What I'm seeking to do is run a mean/standard deviation calculation, as well as a statistical test, along a set of variables. What seems right to do is build the function such that one can pass the list of column names through the function.
One possibly complicating factor is that for this specific data frame, it requires certain functions relating to survey data.
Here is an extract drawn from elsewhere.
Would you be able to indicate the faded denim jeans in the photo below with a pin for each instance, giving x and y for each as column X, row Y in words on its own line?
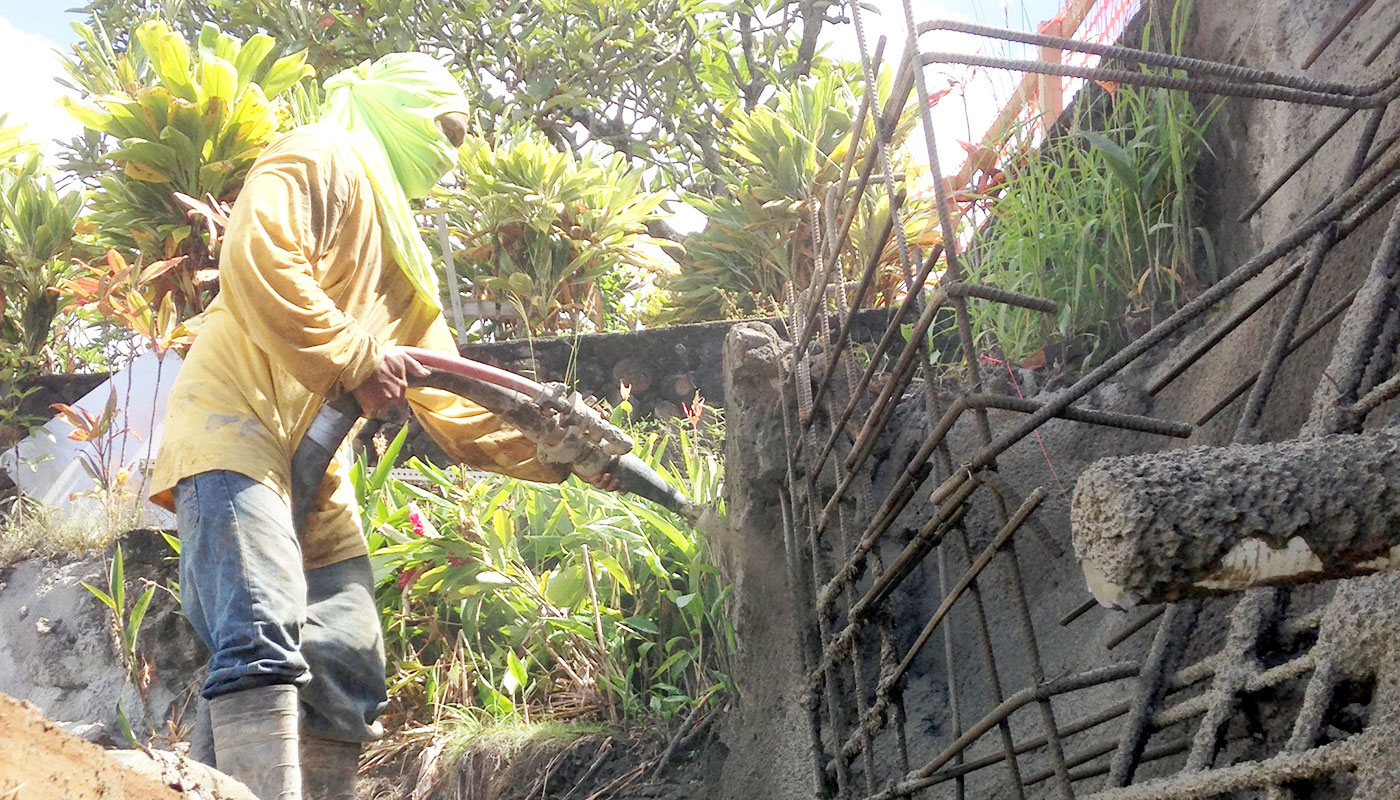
column 268, row 622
library(radiant.data) #for weighted.sd
library(survey) #survey functions
library(srvyr) #survey functions
#building a df
df <- data.frame("GroupingFactor" = c(1, 1, 0, 0),
"VarofInterest1" = c(1, 1, 1, 0),
"VarofInterest2" = c(1, 0, 0, 0),
"PSU" = c(1, 2, 1, 2),
"SAMPWEIGHT" = c(0, 23254, 343, 5652),
"STRATA" = c(6133, 6131, 6145, 6152))
options(survey.adjust.domain.lonely=TRUE) #adjusting for the one PSU
options(survey.lonely.psu="adjust")
svy <- svydesign(~PSU, weights = ~SAMPWEIGHT, strata = ~STRATA, data = df, nest = TRUE, check.strata = FALSE) #the design
#here is what i would like to iterate
df %>%
group_by(GroupingFactor) %>%
summarise(mean = weighted.mean(VarofInterest1, SAMPWEIGHT, na.rm =T), sd = weighted.sd(VarofInterest1, SAMPWEIGHT, na.rm =T)) #for mean and SD
svychisq(~GroupingFactor VarofInterest1, svy, statistic = 'Chisq') #the test of interest
Everything AFTER creating the svy object is what I'd ideally automate across a list of variables, e.g., applied to a list including VarofInterest2, a VarofInterest3, and so on.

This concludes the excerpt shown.